Dès le 20 janvier, l’Adami (Société civile pour l’administration des droits des artistes et musiciens interprètes), par la voix de son directeur général Jean Claude Walter, s’est déclarée «hostile à l’installation sur les appareils d’enregistrement de musique de tout dispositif visant à resteindre la copie privée». «Toute volonté de dégrader la reproduction privée serait condamnable», a-t-il ajouté.
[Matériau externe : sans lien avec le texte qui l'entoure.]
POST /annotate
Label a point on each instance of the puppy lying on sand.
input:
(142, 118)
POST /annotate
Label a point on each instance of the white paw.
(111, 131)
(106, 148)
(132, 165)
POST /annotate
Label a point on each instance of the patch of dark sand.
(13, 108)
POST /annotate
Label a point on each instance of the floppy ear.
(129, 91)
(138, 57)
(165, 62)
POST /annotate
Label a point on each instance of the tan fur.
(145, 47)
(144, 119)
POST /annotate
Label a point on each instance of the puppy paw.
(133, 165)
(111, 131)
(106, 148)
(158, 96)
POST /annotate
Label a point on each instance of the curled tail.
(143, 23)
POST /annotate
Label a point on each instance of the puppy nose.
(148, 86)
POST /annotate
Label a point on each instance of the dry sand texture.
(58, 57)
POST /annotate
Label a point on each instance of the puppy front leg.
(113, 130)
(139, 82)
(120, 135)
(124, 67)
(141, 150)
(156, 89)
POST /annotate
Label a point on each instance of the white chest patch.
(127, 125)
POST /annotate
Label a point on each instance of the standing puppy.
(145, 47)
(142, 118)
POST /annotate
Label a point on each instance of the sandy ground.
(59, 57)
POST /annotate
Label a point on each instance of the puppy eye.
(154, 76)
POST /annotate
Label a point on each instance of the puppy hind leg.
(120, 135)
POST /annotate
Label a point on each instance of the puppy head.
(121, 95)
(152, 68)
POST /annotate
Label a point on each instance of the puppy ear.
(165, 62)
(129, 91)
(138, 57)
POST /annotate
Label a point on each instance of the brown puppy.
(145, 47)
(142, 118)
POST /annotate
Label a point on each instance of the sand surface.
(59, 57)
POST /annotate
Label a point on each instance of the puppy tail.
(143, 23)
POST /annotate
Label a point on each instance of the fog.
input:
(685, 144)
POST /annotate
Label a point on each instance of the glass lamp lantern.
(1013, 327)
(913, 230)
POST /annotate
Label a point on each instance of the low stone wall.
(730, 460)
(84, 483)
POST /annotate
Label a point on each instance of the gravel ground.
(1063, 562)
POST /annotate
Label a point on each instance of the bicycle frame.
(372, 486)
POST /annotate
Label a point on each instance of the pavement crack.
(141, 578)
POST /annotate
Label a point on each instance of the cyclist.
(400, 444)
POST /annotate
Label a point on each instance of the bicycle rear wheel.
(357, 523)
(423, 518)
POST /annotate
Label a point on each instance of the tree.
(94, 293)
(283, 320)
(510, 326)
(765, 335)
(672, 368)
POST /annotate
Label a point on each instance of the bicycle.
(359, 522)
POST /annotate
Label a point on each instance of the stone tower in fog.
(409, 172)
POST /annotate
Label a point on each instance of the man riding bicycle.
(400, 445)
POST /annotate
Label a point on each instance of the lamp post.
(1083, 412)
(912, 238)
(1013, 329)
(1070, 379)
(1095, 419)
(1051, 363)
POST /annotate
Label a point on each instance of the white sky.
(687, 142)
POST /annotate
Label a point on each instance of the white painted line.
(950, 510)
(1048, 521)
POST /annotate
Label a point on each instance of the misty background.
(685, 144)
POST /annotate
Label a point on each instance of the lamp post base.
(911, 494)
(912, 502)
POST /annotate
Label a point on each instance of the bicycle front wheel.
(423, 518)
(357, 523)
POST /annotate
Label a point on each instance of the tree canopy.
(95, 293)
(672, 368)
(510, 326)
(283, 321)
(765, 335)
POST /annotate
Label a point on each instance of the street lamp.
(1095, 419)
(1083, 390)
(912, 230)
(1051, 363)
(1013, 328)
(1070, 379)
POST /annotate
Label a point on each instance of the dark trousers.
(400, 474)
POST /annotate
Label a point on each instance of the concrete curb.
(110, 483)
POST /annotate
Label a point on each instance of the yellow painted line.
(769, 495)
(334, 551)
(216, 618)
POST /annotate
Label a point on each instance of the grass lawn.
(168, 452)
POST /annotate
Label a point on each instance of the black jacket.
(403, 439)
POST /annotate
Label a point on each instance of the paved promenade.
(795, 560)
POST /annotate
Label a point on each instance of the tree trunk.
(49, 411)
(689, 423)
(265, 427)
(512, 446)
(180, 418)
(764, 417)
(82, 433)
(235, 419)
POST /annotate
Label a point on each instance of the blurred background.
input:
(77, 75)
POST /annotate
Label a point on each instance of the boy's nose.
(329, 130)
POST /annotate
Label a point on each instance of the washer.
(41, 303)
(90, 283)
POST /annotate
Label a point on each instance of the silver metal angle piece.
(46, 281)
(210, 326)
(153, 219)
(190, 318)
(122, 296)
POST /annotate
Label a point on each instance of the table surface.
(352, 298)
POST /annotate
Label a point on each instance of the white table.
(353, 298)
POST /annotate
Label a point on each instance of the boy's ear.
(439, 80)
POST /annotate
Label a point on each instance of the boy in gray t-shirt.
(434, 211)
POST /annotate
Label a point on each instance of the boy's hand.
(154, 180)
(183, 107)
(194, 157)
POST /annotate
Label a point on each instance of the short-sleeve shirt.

Une position que partage la SACD (Société des auteurs et compositeurs dramatiques). «Le droit de copier est un principe de liberté», affirme son président Laurent Heynemann, dans un édito publié sur le site. «Nous sommes pour la copie privée par pragmatisme et conviction», poursuit-il. Pragmatisme car la SACD affirme que toutes les tentatives pour protéger les supports sont «réduites à néant, tant par la levée de bouclier des internautes, que par la fragilité avérée des clés d’inviolabilité». «Conviction éthique parce que pour nous, l’autorisation de copier, cette exception au droit d’auteur, est appropriée à une idée de la liberté du spectateur», conclut-il.
Ces sociétés ont-elles pu influer sur la décision de la commission copie privée du CSPLA ? Son avis n’a pas encore été rendu public. Quoi qu’il en soit, celui-ci n’est que consultatif, la décision ultime pour la rédaction du projet de loi appartenant au ministre de la Culture, Jean-Jacques Aillagon.